In 1936, Alan Turing was 23 years old and working on a problem that had occupied the greatest mathematical minds of his generation: David Hilbert's Entscheidungsproblem (German for "decision problem"). Hilbert asked in 1928 whether there exists a mechanical procedure — an algorithm — that can determine the truth or falsity of any mathematical statement. Turing's answer was no.

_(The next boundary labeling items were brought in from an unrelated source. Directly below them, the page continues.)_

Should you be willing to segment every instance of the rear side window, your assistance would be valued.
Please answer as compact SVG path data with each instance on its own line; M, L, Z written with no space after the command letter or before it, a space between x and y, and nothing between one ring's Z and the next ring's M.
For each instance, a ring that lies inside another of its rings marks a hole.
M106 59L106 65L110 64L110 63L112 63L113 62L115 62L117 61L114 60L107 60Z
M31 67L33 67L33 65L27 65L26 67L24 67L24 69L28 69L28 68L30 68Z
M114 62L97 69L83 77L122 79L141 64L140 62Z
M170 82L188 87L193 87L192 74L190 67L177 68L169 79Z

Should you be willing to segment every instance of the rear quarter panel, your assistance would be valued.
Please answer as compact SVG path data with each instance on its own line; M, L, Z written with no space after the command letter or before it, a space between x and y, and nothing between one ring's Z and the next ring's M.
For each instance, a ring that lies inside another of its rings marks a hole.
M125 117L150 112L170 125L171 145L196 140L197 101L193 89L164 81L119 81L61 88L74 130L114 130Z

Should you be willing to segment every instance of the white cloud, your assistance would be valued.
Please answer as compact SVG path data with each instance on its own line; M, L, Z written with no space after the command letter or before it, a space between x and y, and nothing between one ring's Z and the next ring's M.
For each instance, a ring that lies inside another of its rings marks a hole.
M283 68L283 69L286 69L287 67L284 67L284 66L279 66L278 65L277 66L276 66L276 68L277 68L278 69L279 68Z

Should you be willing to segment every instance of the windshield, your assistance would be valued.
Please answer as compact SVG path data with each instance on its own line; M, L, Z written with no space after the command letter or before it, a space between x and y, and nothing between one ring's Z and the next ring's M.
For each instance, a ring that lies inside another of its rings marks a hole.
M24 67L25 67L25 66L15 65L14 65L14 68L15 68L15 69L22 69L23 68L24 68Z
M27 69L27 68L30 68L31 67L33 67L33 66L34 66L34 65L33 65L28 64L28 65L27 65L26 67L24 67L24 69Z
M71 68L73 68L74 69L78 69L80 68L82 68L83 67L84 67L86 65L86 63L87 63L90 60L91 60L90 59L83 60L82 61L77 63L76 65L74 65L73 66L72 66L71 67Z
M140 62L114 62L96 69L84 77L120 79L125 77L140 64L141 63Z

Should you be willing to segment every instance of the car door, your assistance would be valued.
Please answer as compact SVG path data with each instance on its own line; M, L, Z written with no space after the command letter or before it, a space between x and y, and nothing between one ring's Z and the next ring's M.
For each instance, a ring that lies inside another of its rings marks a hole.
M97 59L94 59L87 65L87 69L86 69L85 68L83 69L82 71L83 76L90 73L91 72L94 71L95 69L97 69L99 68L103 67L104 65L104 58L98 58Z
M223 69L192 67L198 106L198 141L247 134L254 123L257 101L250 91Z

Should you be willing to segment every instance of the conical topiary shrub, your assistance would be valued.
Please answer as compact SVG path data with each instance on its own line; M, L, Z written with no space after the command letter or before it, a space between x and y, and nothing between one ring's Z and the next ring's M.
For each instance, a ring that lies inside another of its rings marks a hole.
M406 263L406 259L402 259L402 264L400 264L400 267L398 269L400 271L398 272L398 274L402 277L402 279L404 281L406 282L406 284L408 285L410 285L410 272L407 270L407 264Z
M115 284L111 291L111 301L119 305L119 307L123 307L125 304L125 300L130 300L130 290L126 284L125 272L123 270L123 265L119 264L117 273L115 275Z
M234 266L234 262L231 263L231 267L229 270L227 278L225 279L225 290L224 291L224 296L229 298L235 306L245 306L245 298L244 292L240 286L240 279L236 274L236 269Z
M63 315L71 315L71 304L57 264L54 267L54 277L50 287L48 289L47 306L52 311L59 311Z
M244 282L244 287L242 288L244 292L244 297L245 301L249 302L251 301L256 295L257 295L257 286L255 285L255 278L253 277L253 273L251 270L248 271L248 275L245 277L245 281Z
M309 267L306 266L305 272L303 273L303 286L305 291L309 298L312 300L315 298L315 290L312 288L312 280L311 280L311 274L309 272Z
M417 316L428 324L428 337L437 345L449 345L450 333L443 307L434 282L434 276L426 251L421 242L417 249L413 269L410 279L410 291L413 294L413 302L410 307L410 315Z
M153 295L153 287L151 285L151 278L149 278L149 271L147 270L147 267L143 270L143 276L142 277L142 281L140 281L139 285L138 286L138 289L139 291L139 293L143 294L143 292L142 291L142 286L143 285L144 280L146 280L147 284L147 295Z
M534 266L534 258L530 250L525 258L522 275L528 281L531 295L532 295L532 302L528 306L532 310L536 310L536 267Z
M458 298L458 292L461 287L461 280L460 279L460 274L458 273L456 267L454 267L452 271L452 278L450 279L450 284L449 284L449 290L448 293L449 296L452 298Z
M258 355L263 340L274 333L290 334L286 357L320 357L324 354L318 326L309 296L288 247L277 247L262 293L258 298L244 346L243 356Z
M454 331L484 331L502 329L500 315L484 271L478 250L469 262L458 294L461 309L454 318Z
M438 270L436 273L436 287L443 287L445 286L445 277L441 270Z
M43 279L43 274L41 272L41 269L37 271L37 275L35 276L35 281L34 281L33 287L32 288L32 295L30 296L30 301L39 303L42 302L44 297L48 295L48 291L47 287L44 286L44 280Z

But to prove it, he first had to precisely define what an "algorithm" or "mechanical procedure" even means. His solution was a hypothetical machine so stripped-down it could be described in a paragraph, yet so powerful it can compute anything any modern computer can compute. We call it a Turing machine, and it remains the foundation of theoretical computer science nearly ninety years later.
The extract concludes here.